Les sources universelles de la justice

Le sens du partage et de la justice serait universel. C’est ce que montrent des expériences menées dans des sociétés pourtant très différentes. Si le sentiment de la justice semble universel, comment s’est-il transmis dans les populations humaines ? Par les gènes ou par la culture ? Par peur des représailles ou par souci de la réputation ?
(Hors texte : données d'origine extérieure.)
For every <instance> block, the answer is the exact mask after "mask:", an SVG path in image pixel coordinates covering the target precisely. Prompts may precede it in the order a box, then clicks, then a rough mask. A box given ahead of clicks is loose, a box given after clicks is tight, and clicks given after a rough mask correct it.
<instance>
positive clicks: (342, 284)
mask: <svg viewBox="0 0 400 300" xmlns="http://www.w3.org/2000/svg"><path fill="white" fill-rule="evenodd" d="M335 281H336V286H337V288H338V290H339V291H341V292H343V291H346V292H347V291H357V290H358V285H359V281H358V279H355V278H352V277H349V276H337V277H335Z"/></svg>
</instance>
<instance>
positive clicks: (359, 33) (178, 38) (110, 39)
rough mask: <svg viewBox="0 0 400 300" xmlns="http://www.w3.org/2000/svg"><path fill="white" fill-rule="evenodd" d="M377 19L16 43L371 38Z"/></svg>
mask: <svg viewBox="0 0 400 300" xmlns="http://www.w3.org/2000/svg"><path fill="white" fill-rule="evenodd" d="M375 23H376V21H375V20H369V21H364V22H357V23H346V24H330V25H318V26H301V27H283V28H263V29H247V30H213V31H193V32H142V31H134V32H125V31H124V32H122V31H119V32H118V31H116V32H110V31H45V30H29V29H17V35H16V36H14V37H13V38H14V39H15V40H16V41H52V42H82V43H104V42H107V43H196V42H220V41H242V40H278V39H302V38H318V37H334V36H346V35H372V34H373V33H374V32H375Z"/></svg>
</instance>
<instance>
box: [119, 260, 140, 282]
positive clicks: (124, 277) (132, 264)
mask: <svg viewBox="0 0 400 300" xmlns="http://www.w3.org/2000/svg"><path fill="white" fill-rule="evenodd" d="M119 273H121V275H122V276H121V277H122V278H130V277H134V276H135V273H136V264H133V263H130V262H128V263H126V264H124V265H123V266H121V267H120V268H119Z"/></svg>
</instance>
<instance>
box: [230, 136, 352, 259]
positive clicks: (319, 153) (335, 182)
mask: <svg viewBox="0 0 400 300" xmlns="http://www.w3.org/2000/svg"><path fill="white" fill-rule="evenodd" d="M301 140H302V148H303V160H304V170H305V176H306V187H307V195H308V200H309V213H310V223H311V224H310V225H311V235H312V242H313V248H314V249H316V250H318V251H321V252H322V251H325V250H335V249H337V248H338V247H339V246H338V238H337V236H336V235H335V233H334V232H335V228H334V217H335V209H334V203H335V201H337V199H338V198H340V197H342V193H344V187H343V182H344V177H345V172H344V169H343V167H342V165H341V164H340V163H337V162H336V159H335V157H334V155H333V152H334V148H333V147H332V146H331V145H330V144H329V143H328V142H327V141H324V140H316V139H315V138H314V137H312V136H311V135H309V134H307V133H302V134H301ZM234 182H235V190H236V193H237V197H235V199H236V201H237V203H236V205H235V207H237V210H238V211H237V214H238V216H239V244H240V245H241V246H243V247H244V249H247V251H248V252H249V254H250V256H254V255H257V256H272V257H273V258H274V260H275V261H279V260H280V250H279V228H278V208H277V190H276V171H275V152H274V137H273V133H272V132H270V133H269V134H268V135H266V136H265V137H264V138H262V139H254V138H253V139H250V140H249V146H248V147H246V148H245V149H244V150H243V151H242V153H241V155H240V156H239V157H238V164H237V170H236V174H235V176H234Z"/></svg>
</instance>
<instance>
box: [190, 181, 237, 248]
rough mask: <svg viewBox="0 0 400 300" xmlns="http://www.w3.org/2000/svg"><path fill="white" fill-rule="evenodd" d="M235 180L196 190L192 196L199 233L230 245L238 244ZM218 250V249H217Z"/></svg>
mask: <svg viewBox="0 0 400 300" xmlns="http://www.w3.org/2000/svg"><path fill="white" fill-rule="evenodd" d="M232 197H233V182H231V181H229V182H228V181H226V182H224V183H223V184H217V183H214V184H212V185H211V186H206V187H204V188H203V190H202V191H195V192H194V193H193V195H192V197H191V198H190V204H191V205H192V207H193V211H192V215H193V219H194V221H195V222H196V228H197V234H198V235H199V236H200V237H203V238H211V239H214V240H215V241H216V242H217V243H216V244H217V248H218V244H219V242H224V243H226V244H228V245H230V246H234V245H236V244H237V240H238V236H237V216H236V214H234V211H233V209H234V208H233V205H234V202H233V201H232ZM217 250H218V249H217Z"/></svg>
Imaginez : vous avez dix euros en poche et devez en donner une partie à une personne que vous ne connaissez pas. Au vu de la répartition que vous aurez choisie, l’autre peut accepter ou refuser votre offre. S’il accepte, vous repartez tous les deux avec une partie des dix euros ; s’il refuse, vous repartez tous les deux sans rien. La rationalité voudrait que quelle que soit la somme que vous proposez, l’autre accepte puisqu’une petite somme est toujours mieux que rien. Par ailleurs, prévoyant cette logique, il devrait être dans votre intérêt de proposer à l’inconnu le minimum. En fait, il n’en est rien. Certaines personnes qui se sont soumises à ce jeu jouent manifestement en leur défaveur en distribuant des sommes bien au-delà de leur strict profit. D’un autre côté, certaines personnes refusent la somme qui leur est proposée, la trouvant soit trop élevée soit au contraire trop faible. Des questions de réputation, de morale, d’image de soi… interviennent dans les choix, pas seulement le gain économique.

Ce type de test, baptisé ultimatum game (le jeu de l’ultimatum), est très populaire dans les expériences d’économie. Les échanges pratiqués par les participants du jeu défient le concept de l’Homo œconomicus, selon lequel l’homme est un être rationnel et égoïste (1). Longtemps expérimenté sur des étudiants, le jeu a ensuite traversé les frontières. Joseph Henrich, du département de psychologie de l’université de British Columbia au Canada, et ses collègues l’ont proposé en 2001 à des personnes de quinze sociétés différentes à travers le monde : des nomades du Kenya aux habitants des îles Fidji en passant par des fermiers du Missouri. Les anthropologues ont voulu mesurer les éventuelles différences culturelles entre populations. Leur échantillon comprenait des sociétés agricoles nomades et sédentaires (2). Résultat : dans toutes les populations, les receveurs refusent les offres très inégalitaires. Et partout les donneurs donnent plus que le minimum : souvent, les gens donnent entre 33 % et 50 % de leur somme. La rationalité n’est donc ici pas au rendez-vous.

Le concept de justice est-il universel ?

Toutes les personnes de ces sociétés pourtant si différentes acceptent de donner une partie de leur argent à de parfaits inconnus. En retour, les gens n’acceptent pas n’importe quelle offre, et préfèrent repartir bredouilles si le partage est trop inégalitaire et prend l’allure d’une petite aumône. La question posée par J. Henrich est la suivante : qu’y a-t-il derrière la tendance apparemment universelle à donner plus qu’il n’est nécessaire ? Un altruisme naturel dénué de tout profit ? Et pourquoi y a-t-il une réaction négative assez universelle dès lors que le partage est trop inégal ? Ce concept de justice serait-il universel ? Et si oui, comment s’est-il transmis dans toutes les populations humaines ? Via les gènes ou via la culture ?

Du point de vue de l’évolution, la question mérite d’être posée. De prime abord, la notion d’altruisme* semble aller à l’encontre de la théorie de la sélection naturelle proposée par Charles Darwin (3) selon laquelle l’environnement influe sur l’évolution des populations en sélectionnant les individus les plus adaptés. Des gènes qui portent l’altruisme auraient peu de chances de se propager. Pour certains chercheurs, coopération et sélection naturelle jouent même l’un contre l’autre. Seule l’entraide à l’égard des membres de la parenté devrait, selon la théorie de l’altruisme génétique, être favorisée.